As detailed in today's announcement, Firestone confirmed that it had entered into the Revised Mining Lease Agreement and, that in order to allow sufficient time for the Absa Debt Facility, Subscription Agreements and the Mezzanine Facility Agreement (together the "Agreements") to be reviewed and finalised following the Revised Mining Lease Agreement being entered into,the Placing Agreement has been amended such that admission of the Subscription Shares and the Placing Shares must now be by no later than 30 May 2014 (the "Placing Extension").
As a result the Company has, in accordance with the terms of the Open Offer as detailed in the Circular, decided to extend the date for satisfaction (or where applicable waiver) of the Open Offer conditions to 8.00 a.m. on 30 May 2014. In the event, that the conditions are not satisfied by such time the Open Offer will not proceed and in such circumstances application monies will be returned at the applicant's risk.
The completion of the Fundraising is conditional upon, inter alia, Shareholders approving Resolutions 1 and 2, at the Company's General Meeting convened for 10.00 a.m. today, which provide the Directors with the authority to issue the Ordinary Shares pursuant to the Fundraising.
As a result of the Placing Extension, subject to, inter alia, Shareholder approval of Resolutions 1 and 2 and Firestone entering into the Agreements, admission of the New Shares is now expected to be on or before 30 May 2014 and the Share Capital Reorganisation will not occur until after admission of the New Shares.
Unless the context otherwise requires, defined terms used in this announcement shall have the meanings given to them in the Circular.
**ENDS**
For more information contact
Firestone Diamonds plc | +44 (0)20 8741 7810 |
Stuart Brown | |
Strand Hanson Limited (Nomad) | +44 (0)20 7409 3494 |
Stuart Faulkner | |
Richard Tulloch | |
James Dance | |
GMP Securities Europe LLP (Joint Broker) | +44 (0)20 7647 2800 |
Richard Greenfield | |
Alexandra Carse | |
Mirabaud Securities LLP (Joint Broker) | |
Rory Scott | +44 (0)20 7878 3360 |
Ed Haig-Thomas | +44 (0)20 7878 3447 |
Tavistock Communications | +44 (0)20 7920 3150 |
Jos Simson | +44 (0)7788 554 035 |
Emily Fenton | |
Nuala Gallagher |
Background information on Firestone
Firestone is an international diamond development company with operations focused on Lesotho and Botswana.
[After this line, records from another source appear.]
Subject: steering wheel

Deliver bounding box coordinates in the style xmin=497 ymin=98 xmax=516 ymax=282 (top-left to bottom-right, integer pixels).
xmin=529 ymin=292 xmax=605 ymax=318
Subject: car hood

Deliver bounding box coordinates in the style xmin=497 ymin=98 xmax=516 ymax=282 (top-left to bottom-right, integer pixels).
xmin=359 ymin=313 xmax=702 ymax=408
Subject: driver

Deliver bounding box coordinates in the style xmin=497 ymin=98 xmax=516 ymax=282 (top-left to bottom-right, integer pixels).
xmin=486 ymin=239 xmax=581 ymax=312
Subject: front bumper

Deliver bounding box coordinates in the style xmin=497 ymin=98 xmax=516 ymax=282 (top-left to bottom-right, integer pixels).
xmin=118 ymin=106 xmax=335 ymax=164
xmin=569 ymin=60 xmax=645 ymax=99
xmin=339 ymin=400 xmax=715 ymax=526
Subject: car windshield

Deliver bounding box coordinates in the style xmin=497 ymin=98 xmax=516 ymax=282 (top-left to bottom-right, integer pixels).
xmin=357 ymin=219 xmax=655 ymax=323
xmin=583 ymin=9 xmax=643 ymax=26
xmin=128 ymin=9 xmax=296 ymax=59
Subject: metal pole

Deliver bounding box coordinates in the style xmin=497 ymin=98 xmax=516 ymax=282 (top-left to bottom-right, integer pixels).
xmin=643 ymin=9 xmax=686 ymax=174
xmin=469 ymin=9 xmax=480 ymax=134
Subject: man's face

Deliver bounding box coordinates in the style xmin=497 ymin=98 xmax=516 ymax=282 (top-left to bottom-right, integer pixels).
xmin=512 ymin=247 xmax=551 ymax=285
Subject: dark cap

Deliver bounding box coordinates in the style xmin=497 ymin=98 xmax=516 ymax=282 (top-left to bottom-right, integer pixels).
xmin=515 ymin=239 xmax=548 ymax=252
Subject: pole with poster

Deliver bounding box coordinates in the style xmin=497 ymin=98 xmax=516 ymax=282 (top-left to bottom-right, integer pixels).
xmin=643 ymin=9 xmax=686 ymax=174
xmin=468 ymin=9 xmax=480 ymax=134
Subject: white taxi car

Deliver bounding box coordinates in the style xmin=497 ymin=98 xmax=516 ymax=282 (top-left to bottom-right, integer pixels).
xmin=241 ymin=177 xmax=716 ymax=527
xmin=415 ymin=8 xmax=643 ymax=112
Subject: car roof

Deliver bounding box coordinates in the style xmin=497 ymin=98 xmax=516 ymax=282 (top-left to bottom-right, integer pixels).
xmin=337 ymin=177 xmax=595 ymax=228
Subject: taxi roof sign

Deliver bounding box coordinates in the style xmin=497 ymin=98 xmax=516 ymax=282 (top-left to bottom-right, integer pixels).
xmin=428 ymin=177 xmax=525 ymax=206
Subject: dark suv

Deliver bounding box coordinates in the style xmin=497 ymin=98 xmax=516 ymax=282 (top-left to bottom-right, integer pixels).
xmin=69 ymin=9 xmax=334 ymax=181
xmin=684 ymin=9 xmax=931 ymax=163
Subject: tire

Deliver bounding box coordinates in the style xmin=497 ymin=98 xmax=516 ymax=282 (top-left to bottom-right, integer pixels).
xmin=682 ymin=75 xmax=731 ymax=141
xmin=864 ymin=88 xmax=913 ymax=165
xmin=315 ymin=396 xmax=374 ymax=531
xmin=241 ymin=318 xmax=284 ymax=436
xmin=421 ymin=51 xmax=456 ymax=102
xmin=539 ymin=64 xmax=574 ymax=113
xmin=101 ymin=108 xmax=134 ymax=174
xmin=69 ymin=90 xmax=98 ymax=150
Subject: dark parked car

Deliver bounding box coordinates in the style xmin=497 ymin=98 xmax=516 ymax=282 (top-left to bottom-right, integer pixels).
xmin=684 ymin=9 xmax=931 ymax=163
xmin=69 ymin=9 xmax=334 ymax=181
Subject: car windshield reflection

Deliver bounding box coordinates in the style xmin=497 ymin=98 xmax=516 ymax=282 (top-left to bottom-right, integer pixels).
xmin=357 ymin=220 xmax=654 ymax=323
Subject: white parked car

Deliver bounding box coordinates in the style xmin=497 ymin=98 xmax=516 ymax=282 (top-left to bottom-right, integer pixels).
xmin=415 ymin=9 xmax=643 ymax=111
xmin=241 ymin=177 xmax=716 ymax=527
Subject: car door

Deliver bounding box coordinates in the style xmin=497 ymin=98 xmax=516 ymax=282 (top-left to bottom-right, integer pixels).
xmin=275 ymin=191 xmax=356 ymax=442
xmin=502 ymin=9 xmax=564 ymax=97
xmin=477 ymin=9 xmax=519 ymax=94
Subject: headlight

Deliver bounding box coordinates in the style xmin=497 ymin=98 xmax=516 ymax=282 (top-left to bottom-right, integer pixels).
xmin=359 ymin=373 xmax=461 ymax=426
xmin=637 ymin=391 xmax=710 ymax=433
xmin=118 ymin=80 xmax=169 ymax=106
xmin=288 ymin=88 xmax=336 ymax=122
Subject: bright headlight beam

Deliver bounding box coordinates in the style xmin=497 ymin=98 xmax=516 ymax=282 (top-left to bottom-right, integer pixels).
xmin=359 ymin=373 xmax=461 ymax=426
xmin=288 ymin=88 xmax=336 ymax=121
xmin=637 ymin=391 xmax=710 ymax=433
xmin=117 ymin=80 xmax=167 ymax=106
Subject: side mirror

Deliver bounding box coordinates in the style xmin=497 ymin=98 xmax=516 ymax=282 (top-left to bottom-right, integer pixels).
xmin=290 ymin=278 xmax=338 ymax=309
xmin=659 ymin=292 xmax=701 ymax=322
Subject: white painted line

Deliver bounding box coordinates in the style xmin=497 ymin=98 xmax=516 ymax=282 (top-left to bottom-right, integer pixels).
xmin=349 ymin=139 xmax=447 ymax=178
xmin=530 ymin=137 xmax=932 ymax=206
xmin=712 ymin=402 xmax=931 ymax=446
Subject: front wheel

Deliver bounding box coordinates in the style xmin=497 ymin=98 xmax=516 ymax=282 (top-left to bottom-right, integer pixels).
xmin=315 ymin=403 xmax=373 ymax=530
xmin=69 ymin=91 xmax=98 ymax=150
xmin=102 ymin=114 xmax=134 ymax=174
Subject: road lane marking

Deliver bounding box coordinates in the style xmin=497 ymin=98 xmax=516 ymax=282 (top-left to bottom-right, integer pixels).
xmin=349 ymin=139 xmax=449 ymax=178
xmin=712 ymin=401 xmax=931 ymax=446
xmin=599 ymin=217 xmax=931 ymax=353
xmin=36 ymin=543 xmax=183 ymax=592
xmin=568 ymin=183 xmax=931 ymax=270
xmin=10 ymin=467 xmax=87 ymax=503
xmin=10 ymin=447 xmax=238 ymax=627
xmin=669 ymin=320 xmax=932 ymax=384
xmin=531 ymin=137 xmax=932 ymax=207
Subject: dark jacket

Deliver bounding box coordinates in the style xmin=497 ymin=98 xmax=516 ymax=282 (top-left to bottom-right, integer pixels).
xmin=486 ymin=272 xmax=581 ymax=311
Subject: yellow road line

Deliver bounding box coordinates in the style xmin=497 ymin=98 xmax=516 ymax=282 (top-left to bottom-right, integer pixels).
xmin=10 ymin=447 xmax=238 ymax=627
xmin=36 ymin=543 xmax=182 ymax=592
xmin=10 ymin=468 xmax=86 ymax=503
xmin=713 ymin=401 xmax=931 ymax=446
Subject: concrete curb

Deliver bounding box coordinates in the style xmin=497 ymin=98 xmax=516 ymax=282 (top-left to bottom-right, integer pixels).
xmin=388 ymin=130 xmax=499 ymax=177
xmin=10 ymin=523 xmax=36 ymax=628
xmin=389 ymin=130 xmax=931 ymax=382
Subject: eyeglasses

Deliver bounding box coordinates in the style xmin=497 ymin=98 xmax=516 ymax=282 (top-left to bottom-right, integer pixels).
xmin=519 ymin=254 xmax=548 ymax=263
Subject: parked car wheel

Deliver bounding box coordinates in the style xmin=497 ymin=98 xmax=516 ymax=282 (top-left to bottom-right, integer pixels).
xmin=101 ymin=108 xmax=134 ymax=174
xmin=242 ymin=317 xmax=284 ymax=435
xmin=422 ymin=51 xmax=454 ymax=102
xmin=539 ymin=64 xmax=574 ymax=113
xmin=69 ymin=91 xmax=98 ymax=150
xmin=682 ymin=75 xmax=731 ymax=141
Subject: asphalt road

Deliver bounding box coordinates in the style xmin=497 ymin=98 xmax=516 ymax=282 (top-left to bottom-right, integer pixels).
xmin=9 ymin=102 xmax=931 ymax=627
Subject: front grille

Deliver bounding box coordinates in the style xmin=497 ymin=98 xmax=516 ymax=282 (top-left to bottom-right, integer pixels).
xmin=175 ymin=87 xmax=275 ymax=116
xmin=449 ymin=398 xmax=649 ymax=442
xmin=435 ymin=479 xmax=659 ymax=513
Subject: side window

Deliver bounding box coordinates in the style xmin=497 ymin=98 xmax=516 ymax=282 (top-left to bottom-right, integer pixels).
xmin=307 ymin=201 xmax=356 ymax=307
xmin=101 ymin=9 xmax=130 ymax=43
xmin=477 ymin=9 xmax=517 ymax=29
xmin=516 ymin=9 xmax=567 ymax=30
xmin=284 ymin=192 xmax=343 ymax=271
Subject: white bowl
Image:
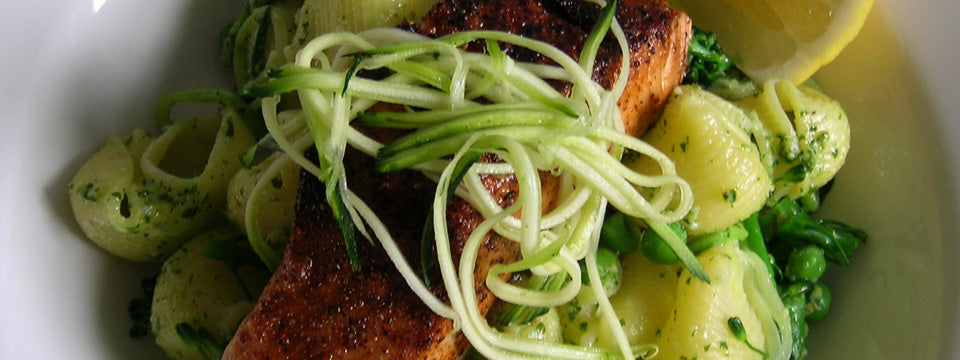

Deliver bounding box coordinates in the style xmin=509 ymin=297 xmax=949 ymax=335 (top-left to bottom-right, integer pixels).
xmin=0 ymin=0 xmax=960 ymax=359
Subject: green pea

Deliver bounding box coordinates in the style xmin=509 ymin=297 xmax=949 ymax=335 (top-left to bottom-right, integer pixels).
xmin=640 ymin=223 xmax=687 ymax=264
xmin=803 ymin=283 xmax=832 ymax=321
xmin=784 ymin=246 xmax=827 ymax=282
xmin=600 ymin=212 xmax=643 ymax=254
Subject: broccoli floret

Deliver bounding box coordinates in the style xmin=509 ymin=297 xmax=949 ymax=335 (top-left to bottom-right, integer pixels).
xmin=683 ymin=27 xmax=736 ymax=88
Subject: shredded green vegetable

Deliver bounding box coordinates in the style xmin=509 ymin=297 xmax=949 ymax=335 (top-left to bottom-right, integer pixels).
xmin=243 ymin=2 xmax=707 ymax=359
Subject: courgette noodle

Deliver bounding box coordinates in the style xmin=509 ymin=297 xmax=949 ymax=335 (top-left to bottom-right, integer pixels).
xmin=242 ymin=2 xmax=696 ymax=359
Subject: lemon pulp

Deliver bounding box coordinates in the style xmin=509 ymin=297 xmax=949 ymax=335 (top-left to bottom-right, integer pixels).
xmin=670 ymin=0 xmax=874 ymax=83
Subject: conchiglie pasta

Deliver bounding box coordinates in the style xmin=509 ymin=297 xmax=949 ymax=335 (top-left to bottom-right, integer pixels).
xmin=656 ymin=242 xmax=767 ymax=360
xmin=150 ymin=227 xmax=270 ymax=360
xmin=68 ymin=111 xmax=254 ymax=261
xmin=633 ymin=86 xmax=772 ymax=235
xmin=589 ymin=251 xmax=680 ymax=348
xmin=738 ymin=79 xmax=850 ymax=203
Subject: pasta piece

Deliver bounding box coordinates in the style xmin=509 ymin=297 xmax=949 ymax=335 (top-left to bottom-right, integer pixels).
xmin=633 ymin=86 xmax=772 ymax=235
xmin=590 ymin=251 xmax=680 ymax=347
xmin=739 ymin=80 xmax=850 ymax=204
xmin=68 ymin=111 xmax=254 ymax=262
xmin=656 ymin=242 xmax=776 ymax=360
xmin=227 ymin=153 xmax=300 ymax=253
xmin=150 ymin=227 xmax=270 ymax=360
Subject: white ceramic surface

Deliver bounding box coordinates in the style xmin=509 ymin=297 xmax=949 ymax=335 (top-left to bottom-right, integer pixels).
xmin=0 ymin=0 xmax=960 ymax=360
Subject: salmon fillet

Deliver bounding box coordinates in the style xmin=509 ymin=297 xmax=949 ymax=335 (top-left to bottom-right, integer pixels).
xmin=223 ymin=0 xmax=691 ymax=359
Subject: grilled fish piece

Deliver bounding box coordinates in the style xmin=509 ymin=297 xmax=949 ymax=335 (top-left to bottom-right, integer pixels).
xmin=223 ymin=0 xmax=691 ymax=359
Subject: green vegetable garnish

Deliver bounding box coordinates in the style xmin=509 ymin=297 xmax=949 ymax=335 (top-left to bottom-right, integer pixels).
xmin=727 ymin=316 xmax=768 ymax=359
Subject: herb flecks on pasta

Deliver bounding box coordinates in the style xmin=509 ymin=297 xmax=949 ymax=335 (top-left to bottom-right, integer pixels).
xmin=69 ymin=110 xmax=254 ymax=262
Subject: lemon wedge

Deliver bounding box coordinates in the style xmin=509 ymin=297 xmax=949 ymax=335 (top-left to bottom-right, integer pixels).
xmin=669 ymin=0 xmax=874 ymax=84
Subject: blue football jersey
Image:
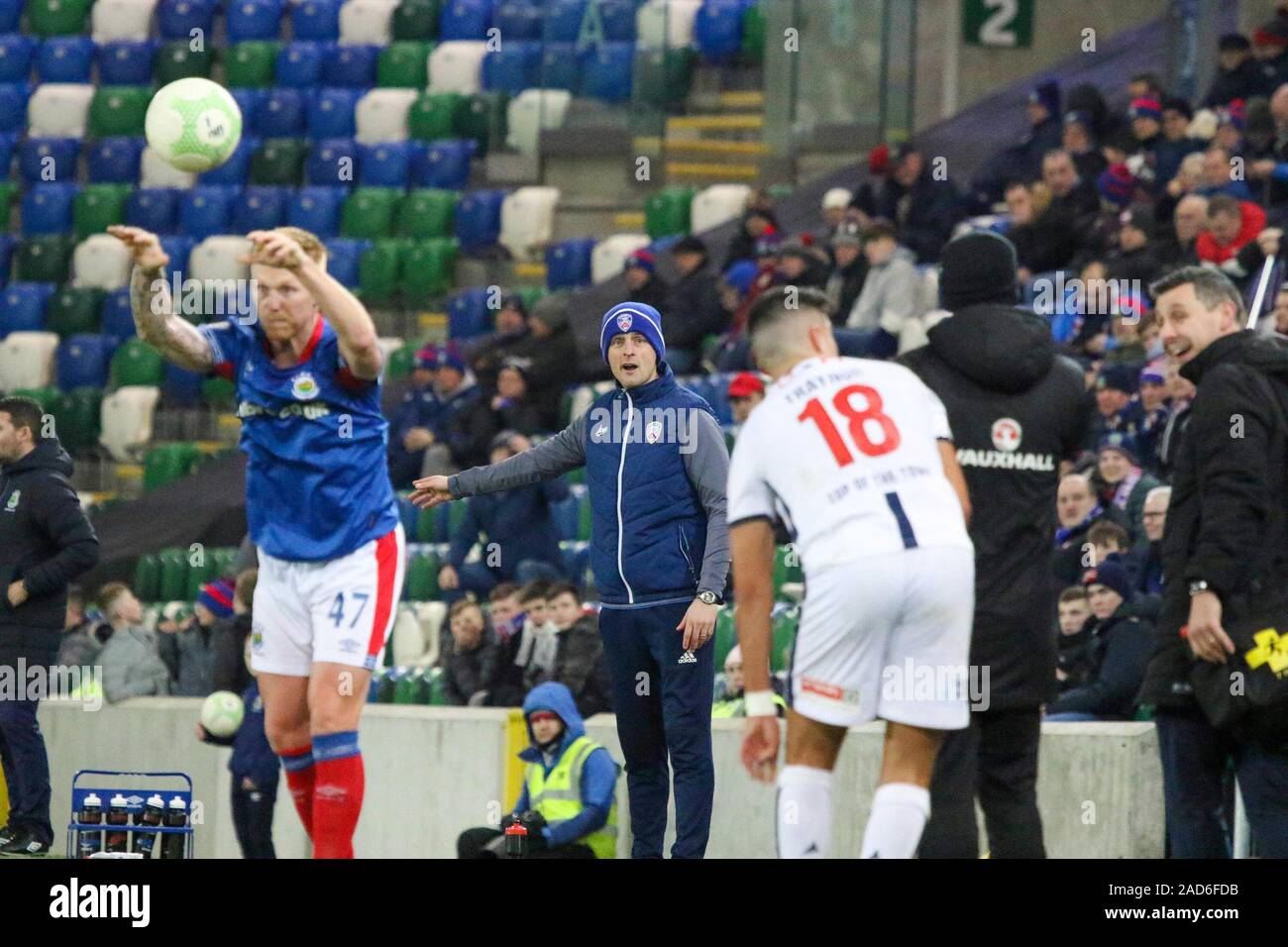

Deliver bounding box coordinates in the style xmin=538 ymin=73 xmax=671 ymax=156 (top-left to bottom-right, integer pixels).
xmin=200 ymin=316 xmax=398 ymax=562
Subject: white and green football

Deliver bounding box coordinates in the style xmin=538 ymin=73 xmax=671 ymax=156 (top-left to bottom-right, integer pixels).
xmin=143 ymin=77 xmax=241 ymax=171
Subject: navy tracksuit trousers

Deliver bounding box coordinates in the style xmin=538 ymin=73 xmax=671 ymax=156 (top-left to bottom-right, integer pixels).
xmin=599 ymin=600 xmax=715 ymax=858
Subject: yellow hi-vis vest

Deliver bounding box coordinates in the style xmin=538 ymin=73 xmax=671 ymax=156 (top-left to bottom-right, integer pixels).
xmin=523 ymin=737 xmax=617 ymax=858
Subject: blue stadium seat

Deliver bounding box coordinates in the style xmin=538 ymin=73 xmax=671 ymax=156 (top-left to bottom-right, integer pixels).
xmin=85 ymin=137 xmax=147 ymax=184
xmin=438 ymin=0 xmax=496 ymax=43
xmin=54 ymin=333 xmax=115 ymax=391
xmin=447 ymin=286 xmax=492 ymax=340
xmin=22 ymin=183 xmax=80 ymax=237
xmin=18 ymin=138 xmax=80 ymax=184
xmin=581 ymin=43 xmax=635 ymax=102
xmin=411 ymin=138 xmax=478 ymax=191
xmin=275 ymin=41 xmax=334 ymax=89
xmin=455 ymin=191 xmax=506 ymax=253
xmin=252 ymin=89 xmax=305 ymax=138
xmin=0 ymin=282 xmax=56 ymax=336
xmin=197 ymin=133 xmax=262 ymax=185
xmin=358 ymin=142 xmax=411 ymax=188
xmin=308 ymin=87 xmax=362 ymax=138
xmin=292 ymin=0 xmax=342 ymax=42
xmin=98 ymin=40 xmax=158 ymax=85
xmin=322 ymin=46 xmax=380 ymax=89
xmin=546 ymin=237 xmax=595 ymax=290
xmin=286 ymin=187 xmax=349 ymax=240
xmin=304 ymin=138 xmax=358 ymax=187
xmin=34 ymin=36 xmax=96 ymax=82
xmin=158 ymin=0 xmax=218 ymax=40
xmin=224 ymin=0 xmax=282 ymax=43
xmin=483 ymin=40 xmax=541 ymax=95
xmin=492 ymin=0 xmax=541 ymax=43
xmin=0 ymin=34 xmax=40 ymax=82
xmin=179 ymin=184 xmax=237 ymax=240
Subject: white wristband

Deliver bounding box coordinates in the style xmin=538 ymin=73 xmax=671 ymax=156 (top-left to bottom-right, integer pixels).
xmin=743 ymin=690 xmax=778 ymax=716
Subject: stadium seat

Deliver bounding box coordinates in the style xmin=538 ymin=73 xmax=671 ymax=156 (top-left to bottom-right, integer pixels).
xmin=87 ymin=85 xmax=152 ymax=138
xmin=394 ymin=188 xmax=460 ymax=240
xmin=340 ymin=0 xmax=398 ymax=47
xmin=18 ymin=138 xmax=80 ymax=185
xmin=429 ymin=40 xmax=488 ymax=95
xmin=499 ymin=187 xmax=559 ymax=261
xmin=22 ymin=181 xmax=77 ymax=237
xmin=454 ymin=191 xmax=505 ymax=253
xmin=291 ymin=0 xmax=342 ymax=42
xmin=158 ymin=0 xmax=217 ymax=41
xmin=308 ymin=87 xmax=362 ymax=138
xmin=355 ymin=89 xmax=419 ymax=145
xmin=286 ymin=187 xmax=348 ymax=240
xmin=376 ymin=40 xmax=432 ymax=91
xmin=322 ymin=43 xmax=380 ymax=89
xmin=340 ymin=187 xmax=402 ymax=240
xmin=27 ymin=0 xmax=93 ymax=38
xmin=0 ymin=329 xmax=58 ymax=391
xmin=27 ymin=82 xmax=94 ymax=138
xmin=72 ymin=233 xmax=132 ymax=290
xmin=304 ymin=138 xmax=358 ymax=187
xmin=224 ymin=0 xmax=283 ymax=43
xmin=546 ymin=237 xmax=595 ymax=290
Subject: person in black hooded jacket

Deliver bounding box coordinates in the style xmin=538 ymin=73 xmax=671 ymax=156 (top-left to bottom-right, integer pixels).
xmin=903 ymin=232 xmax=1090 ymax=858
xmin=0 ymin=397 xmax=98 ymax=854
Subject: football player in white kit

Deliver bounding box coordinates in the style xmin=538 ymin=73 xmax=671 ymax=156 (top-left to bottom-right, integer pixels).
xmin=729 ymin=286 xmax=975 ymax=858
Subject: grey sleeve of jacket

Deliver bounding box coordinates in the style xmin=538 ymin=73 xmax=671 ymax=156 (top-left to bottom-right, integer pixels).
xmin=684 ymin=411 xmax=729 ymax=596
xmin=447 ymin=415 xmax=587 ymax=497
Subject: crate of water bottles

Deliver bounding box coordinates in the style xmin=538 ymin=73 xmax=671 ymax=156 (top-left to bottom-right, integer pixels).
xmin=67 ymin=770 xmax=193 ymax=858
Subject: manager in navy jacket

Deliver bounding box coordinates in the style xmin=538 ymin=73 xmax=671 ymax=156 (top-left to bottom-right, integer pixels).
xmin=411 ymin=303 xmax=729 ymax=858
Firestone is currently in the process of developing the Main Treatment Plant at the Liqhobong Mine in Lesotho to become a plus-one million carat per annum producer.
Lesotho is emerging as one of Africa's significant new diamond producers, and hosts Gem Diamonds' Letseng Mine, Firestone's Liqhobong Mine, as well as Namakwa Diamonds' Kao Mine and the Mothae development project.
For more information please visit: www.firestonediamonds.com.
Unless otherwise stated, the basis of translation of pounds sterling into US dollars for the purposes of inclusion in this announcement is £1.00/US$1.6398, being, for consistency, the exchange rate used to calculate the number of New Ordinary Shares to be issued to Pacific Road and RCF VI pursuant to the Subscription Agreements which was fixed as at the date of the Announcement.